The capsid of a virus is the biological protein shell enclosed around the viable component of the viral unit. This outer shell in a single rhinovirus specimen, for example, is icosahedral, resembling a 20-sided geometric shape.
The structure of any coronavirus specimen includes a “halo” or “corona” of extrusions (the spikes protruding from the viral unit from all sides), in contrast to both rhinovirus and the influenza virus.
Omicron, in particular, has distinguished itself from even the original strain of SARS-CoV-2 with a new appendage — one spoke in its halo that reaches far beyond the others, thanks to an additional 32 mutations.
The Confusion Between Omicron & Common Cold
In our eyes, there are plenty of differences between the coronavirus and the common cold. Others, however, remain to be convinced.

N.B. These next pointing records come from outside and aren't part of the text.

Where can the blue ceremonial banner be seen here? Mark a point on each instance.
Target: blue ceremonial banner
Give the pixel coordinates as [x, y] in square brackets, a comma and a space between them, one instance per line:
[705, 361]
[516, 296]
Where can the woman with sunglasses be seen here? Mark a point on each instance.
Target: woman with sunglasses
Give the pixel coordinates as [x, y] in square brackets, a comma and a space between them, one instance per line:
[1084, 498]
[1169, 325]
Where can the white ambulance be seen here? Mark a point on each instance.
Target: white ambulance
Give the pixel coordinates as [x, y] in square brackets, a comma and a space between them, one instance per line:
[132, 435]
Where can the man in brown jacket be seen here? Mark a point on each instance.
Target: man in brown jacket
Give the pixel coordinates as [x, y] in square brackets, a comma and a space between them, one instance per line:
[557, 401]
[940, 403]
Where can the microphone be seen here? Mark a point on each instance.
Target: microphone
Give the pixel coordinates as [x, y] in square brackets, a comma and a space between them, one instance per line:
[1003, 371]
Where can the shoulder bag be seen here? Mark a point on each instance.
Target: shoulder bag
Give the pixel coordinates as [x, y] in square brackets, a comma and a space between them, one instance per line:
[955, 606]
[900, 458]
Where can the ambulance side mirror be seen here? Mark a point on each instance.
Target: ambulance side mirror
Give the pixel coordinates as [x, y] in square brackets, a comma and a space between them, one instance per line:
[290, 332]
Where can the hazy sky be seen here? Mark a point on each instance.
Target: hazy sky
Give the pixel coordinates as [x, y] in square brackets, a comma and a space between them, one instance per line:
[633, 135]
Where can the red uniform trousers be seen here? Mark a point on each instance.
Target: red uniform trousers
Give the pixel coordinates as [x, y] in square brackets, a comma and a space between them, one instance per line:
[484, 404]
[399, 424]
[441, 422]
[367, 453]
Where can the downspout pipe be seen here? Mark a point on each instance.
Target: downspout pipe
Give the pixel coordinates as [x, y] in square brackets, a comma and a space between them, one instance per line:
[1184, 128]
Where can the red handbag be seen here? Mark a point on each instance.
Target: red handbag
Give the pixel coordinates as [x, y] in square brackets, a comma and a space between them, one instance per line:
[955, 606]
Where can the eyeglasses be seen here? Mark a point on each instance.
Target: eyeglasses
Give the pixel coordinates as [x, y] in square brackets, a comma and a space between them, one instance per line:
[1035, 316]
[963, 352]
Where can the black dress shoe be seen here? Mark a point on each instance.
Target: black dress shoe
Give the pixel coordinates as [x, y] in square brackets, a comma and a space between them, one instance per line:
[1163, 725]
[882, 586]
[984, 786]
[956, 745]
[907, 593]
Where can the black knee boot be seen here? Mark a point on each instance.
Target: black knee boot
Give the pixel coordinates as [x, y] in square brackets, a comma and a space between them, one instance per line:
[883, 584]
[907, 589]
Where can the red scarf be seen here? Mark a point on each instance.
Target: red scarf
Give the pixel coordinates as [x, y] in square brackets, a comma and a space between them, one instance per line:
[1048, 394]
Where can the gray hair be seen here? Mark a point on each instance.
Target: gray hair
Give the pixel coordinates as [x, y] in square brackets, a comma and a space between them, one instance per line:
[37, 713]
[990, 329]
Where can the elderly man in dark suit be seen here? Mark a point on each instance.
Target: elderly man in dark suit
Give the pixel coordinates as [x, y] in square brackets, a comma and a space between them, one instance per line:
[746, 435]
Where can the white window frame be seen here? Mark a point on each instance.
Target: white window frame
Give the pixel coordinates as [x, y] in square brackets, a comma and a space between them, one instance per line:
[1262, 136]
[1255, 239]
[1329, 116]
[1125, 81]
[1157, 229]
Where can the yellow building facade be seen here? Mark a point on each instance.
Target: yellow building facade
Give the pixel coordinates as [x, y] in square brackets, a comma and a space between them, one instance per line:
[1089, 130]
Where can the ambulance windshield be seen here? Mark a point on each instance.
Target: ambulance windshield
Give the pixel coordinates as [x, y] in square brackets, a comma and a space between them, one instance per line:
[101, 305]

We’ve got a couple of ideas as to how these misconceptions came into being in the public mind. Here are a couple of reasons why many continue to compare COVID-19 to the common cold, even as Omicron establishes itself as supreme.
Omicron Isn’t as Deadly as Previous COVID Strains
People may be getting confused because the Omicron variant isn’t as lethal as previous COVID variants. While Omicron’s death rate isn’t nearly as alarming as those first crazy months in quarantine, the fact that it covers ground so quickly is nothing to discount as harmless.
Omicron Symptoms Are Much More Like the Symptoms of the Flu
Instead of the ungodly respiratory distress, we remember from the earliest days of the pandemic; Omicron has few patients on ventilators. This puts its presentation much closer to a traditional cold or flu than the original coronavirus, which may confuse some.
The Facts Stand Strong: The Omicron Variant Is Not the Common Cold or Flu
Some people think that the pandemic is all hype. Others are scared out of their wits. When fear, uncertainty, and doubt get in the way of our better judgment and common sense, madness ensues.
The scientific community has been working night and day for nearly three years to understand everything that there is to know about this unprecedented global phenomenon. The research is still ongoing and in development, but one thing that we know beyond knowing is that COVID-19 has nothing to do with the flu or the common cold.